Temple of Castor and Pollux

Temple de Castor et Pollux
Ces trois colonnes imposantes, reliées par un fragment de leur architrave d'origine, sont l'un des points de repère les plus reconnaissables du Forum. Elles appartiennent au temple de Castor et Pollux, les fils jumeaux divins de Jupiter. Selon la légende, ces frères apparurent sur des chevaux blancs dans le Forum en 499 av. J.-C. pour annoncer une victoire romaine miraculeuse lors de la bataille du lac Régille. Ils auraient été vus abreuvant leurs chevaux à une source voisine avant de disparaître aussi vite qu'ils étaient arrivés. Reconnaissants pour cette intervention divine, les Romains dédièrent un temple à cet endroit. Au fil des siècles, le temple devint plus qu'un simple lieu de culte ; il servit de lieu de réunion pour le Sénat et même de bureau pour les poids et mesures. Les colonnes survivantes que vous voyez aujourd'hui datent d'une reconstruction du début du Ier siècle apr. J.-C. Leurs proportions élancées et leurs sculptures complexes représentent le sommet de l'artisanat architectural romain durant l'ère impériale, témoignant de la longue histoire et de la fondation mythologique de la ville.
Santa Maria Antiqua

Peintures murales de Santa Maria Antiqua
En examinant les murs de Santa Maria Antiqua, vous remarquerez des fragments de peintures colorées qui semblent se chevaucher.
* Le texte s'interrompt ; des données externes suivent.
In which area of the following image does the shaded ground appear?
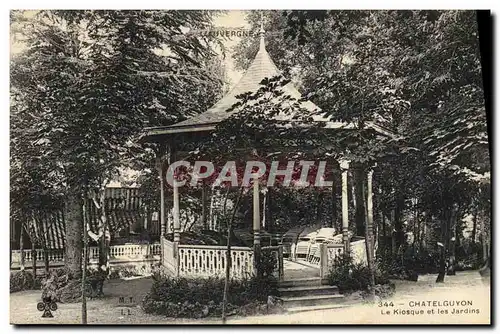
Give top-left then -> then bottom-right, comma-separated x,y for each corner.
10,271 -> 490,324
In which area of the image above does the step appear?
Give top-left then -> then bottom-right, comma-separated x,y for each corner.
278,285 -> 339,297
280,277 -> 324,288
282,294 -> 345,308
286,304 -> 350,313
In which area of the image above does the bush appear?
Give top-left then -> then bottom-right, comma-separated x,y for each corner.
142,273 -> 278,318
258,250 -> 278,277
328,255 -> 390,293
42,268 -> 106,303
10,270 -> 41,292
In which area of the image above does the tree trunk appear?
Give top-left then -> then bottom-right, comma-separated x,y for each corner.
19,224 -> 25,271
436,246 -> 446,283
316,192 -> 323,227
222,187 -> 244,324
472,205 -> 477,242
436,210 -> 449,283
267,187 -> 276,236
394,195 -> 405,249
200,182 -> 208,230
480,217 -> 488,262
420,219 -> 427,250
80,201 -> 89,325
98,188 -> 111,296
447,207 -> 458,276
379,212 -> 387,252
354,168 -> 366,236
65,188 -> 83,279
330,174 -> 342,231
361,175 -> 375,297
389,209 -> 398,258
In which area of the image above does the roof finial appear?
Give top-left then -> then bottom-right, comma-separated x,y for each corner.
259,10 -> 266,50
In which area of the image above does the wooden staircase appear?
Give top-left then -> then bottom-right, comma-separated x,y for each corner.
279,277 -> 345,313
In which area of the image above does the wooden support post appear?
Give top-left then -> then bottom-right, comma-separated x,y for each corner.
366,169 -> 374,244
365,169 -> 375,285
253,179 -> 261,276
319,243 -> 328,279
340,160 -> 349,254
31,241 -> 37,285
173,181 -> 181,243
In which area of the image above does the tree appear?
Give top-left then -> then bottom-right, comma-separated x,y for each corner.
235,11 -> 489,284
11,11 -> 226,310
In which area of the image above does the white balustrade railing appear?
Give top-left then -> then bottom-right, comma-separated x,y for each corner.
178,245 -> 253,279
11,244 -> 161,266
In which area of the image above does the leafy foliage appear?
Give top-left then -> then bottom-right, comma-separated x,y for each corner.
328,256 -> 390,293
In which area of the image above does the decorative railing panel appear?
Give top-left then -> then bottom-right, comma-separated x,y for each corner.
12,244 -> 161,266
178,245 -> 253,279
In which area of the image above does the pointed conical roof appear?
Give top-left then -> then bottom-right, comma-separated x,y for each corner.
167,25 -> 319,127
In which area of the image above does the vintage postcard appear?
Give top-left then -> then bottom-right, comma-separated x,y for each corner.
10,10 -> 492,325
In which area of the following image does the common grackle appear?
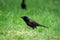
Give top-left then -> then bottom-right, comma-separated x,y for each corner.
21,16 -> 46,29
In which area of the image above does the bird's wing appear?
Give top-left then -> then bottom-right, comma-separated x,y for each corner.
29,20 -> 40,26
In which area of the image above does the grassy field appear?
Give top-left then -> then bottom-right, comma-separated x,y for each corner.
0,0 -> 60,40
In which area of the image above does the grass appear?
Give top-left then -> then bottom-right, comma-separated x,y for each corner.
0,0 -> 60,40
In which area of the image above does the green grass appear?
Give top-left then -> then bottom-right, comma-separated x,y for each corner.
0,0 -> 60,40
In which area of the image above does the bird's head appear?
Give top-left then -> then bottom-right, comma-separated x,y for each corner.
21,16 -> 29,21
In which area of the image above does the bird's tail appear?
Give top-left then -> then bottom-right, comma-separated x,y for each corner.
39,25 -> 48,28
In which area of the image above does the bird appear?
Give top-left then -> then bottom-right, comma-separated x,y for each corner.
21,0 -> 26,9
21,16 -> 46,29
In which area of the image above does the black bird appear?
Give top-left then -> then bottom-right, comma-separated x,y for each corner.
21,0 -> 26,9
21,16 -> 46,29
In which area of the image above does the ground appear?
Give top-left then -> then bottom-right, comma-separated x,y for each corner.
0,0 -> 60,40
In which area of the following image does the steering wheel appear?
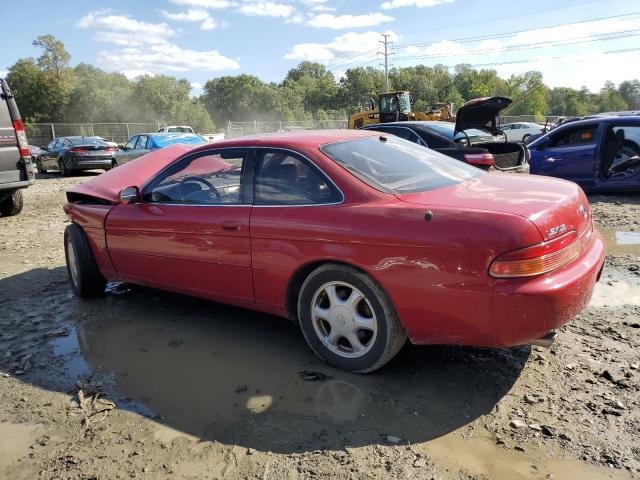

Il s'agit de multiples couches de fresques, dont les plus anciennes remontent au VIe siècle. La technique consistant à peindre sur des scènes plus anciennes était courante, mais ici, les couches ont été partiellement mises à nu, révélant une histoire chronologique des styles artistiques. La préservation de ces peintures murales est vraiment remarquable. Lorsque le tremblement de terre de 847 après J.-C. a enseveli l'église, elle a agi comme une véritable capsule temporelle. Alors que d'autres églises anciennes de Rome ont été modernisées, rénovées ou démolies au fil des siècles, l'art ici a été protégé de la lumière, de l'humidité et de l'intervention humaine pendant plus de mille ans. Il a échappé au sort d'être recouvert durant les périodes de la Renaissance ou du Baroque. Aujourd'hui, ces visages de saints et ces scènes bibliques offrent un aperçu inestimable de la vie spirituelle et des valeurs esthétiques de Rome lors de sa transition du monde antique au monde médiéval. Les pigments riches et les figures expressives transmettent encore un sentiment de profonde dévotion.